DeSTA2: Developing Instruction-Following Speech Language Model Without Speech Instruction-Tuning Data
Ke-Han Lu, Zhehuai Chen, Szu-Wei Fu, Chao-Han Huck Yang, Jagadeesh Balam, Boris Ginsburg, Yu-Chiang Frank Wang, Hung-yi Lee
TL;DR
This paper challenges the notion that speech instruction-tuning data is necessary to build instruction-following speech language models. It introduces DeSTA2, a data-construction framework that uses seed transcripts and a single LLM prompt to generate descriptive speech captions from rich speech metadata, training a frozen Whisper-Llama3 pipeline with a lightweight modality adaptor.
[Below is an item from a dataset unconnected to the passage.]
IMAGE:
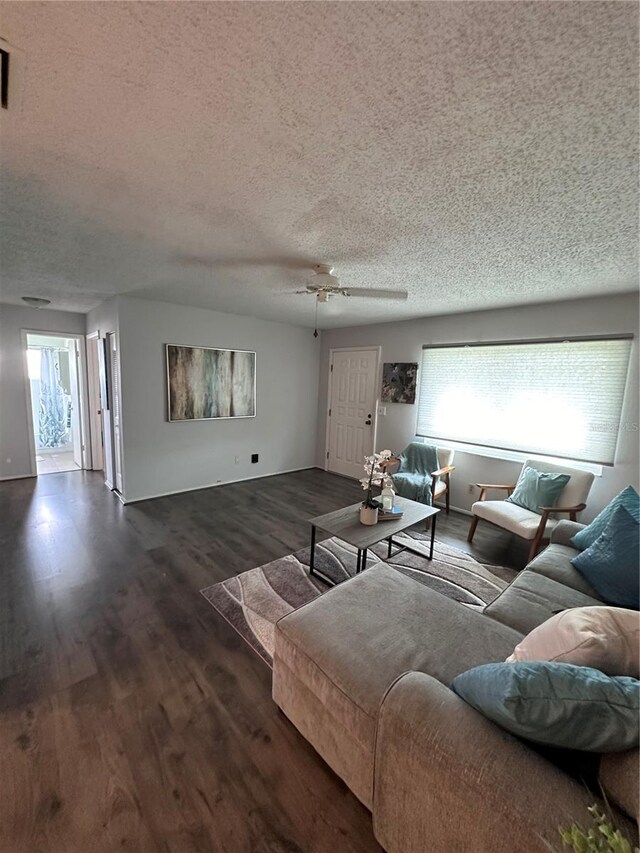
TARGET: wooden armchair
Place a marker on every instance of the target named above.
(440, 479)
(532, 526)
The approach yields competitive results on Dynamic-SUPERB and AIR-Bench-Chat without task-specific instruction data and preserves the LLM’s reasoning abilities, while reducing annotation effort and forgetting risk. The work suggests a data-efficient path toward universal speech language models and provides a practical alternative to multi-stage instruction-tuning pipelines.
Abstract
Recent end-to-end speech language models (SLMs) have expanded upon the capabilities of large language models (LLMs) by incorporating pre-trained speech models. However, these SLMs often undergo extensive speech instruction-tuning to bridge the gap between speech and text modalities. This requires significant annotation efforts and risks catastrophic forgetting of the original language capabilities. In this work, we present a simple yet effective automatic process for creating speech-text pair data that carefully injects speech paralinguistic understanding abilities into SLMs while preserving the inherent language capabilities of the text-based LLM. Our model demonstrates general capabilities for speech-related tasks without the need for speech instruction-tuning data, achieving impressive performance on Dynamic-SUPERB and AIR-Bench-Chat benchmarks. Furthermore, our model exhibits the ability to follow complex instructions derived from LLMs, such as specific output formatting and chain-of-thought reasoning. Our approach not only enhances the versatility and effectiveness of SLMs but also reduces reliance on extensive annotated datasets, paving the way for more efficient and capable speech understanding systems.